Home Health & Hospice Week

Oasis:

Don’t Believe Everything You’re Told About OASIS Coding

New quarterly Q&As shed light on tricky scenarios.

Smart home health agencies will heed a warning in the feds’ latest OASIS guidance.

The Centers for Medicare & Medicaid Services issued its quarterly OASIS questions-and-answers on April 16. The six-question set addresses a number of topics, including whether and how HHAs should take advice from outside parties.

Question 1: A third-party external auditor consistently states that our OASIS functional status items are “underscored” and recommends changing the responses to the OASIS items. Is the assessing clinician required to accept the auditor’s recommendations?

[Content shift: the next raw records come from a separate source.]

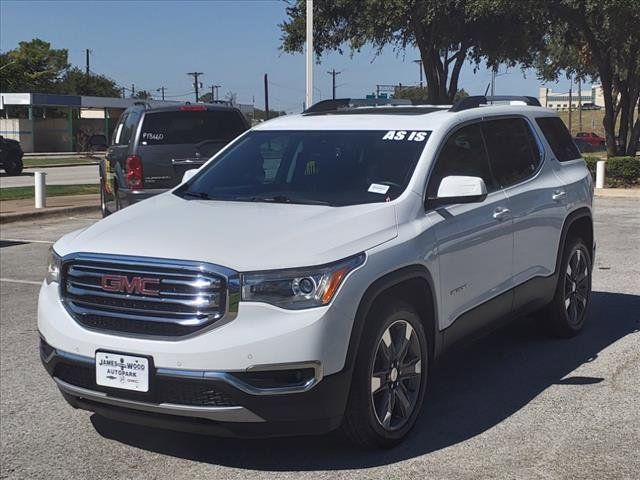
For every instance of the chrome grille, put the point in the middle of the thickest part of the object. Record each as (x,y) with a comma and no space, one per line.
(109,293)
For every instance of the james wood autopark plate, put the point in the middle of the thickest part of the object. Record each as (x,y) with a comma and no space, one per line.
(127,372)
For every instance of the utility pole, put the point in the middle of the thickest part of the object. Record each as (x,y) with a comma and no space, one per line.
(87,51)
(266,97)
(546,97)
(579,105)
(214,92)
(195,76)
(570,100)
(333,73)
(309,54)
(419,62)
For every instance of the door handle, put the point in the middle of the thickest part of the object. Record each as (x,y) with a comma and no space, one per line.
(558,195)
(501,213)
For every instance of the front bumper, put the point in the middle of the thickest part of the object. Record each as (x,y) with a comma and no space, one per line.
(230,409)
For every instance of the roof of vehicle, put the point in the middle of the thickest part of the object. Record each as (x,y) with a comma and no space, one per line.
(186,106)
(397,117)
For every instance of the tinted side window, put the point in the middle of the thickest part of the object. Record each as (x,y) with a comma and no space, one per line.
(129,127)
(513,151)
(180,127)
(462,154)
(559,138)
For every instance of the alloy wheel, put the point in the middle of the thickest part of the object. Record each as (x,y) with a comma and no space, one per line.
(576,287)
(396,375)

Answer 1: While a home health agency may use third party external auditors to review OASIS coding and make recommendations, the assessing clinician is responsible for determining OASIS coding based on their assessment.

Each OASIS item should be considered individually and coded based on the guidance provided for that item.

When a potential inconsistency is identified within the assessment timeframe (including inconsistencies identified by a vendor/consultant/third-party reviewer), the assessing clinician may consider available input from these other sources and determine if any revisions to OASIS item responses is warranted, within the assessment timeframe and consistent with OASIS guidance.

Other questions address inadvertently omitted Symptom Control Ratings for M1021/M1023 (Primary Diagnosis/ Other Diagnoses); coding of falls caused by seizures (M1033, J1800, J1900); and coding scenarios for M1830 (Bathing), GG0100A (Prior Level of Functioning: Everyday Activities), and M2001 (Drug Regimen Review).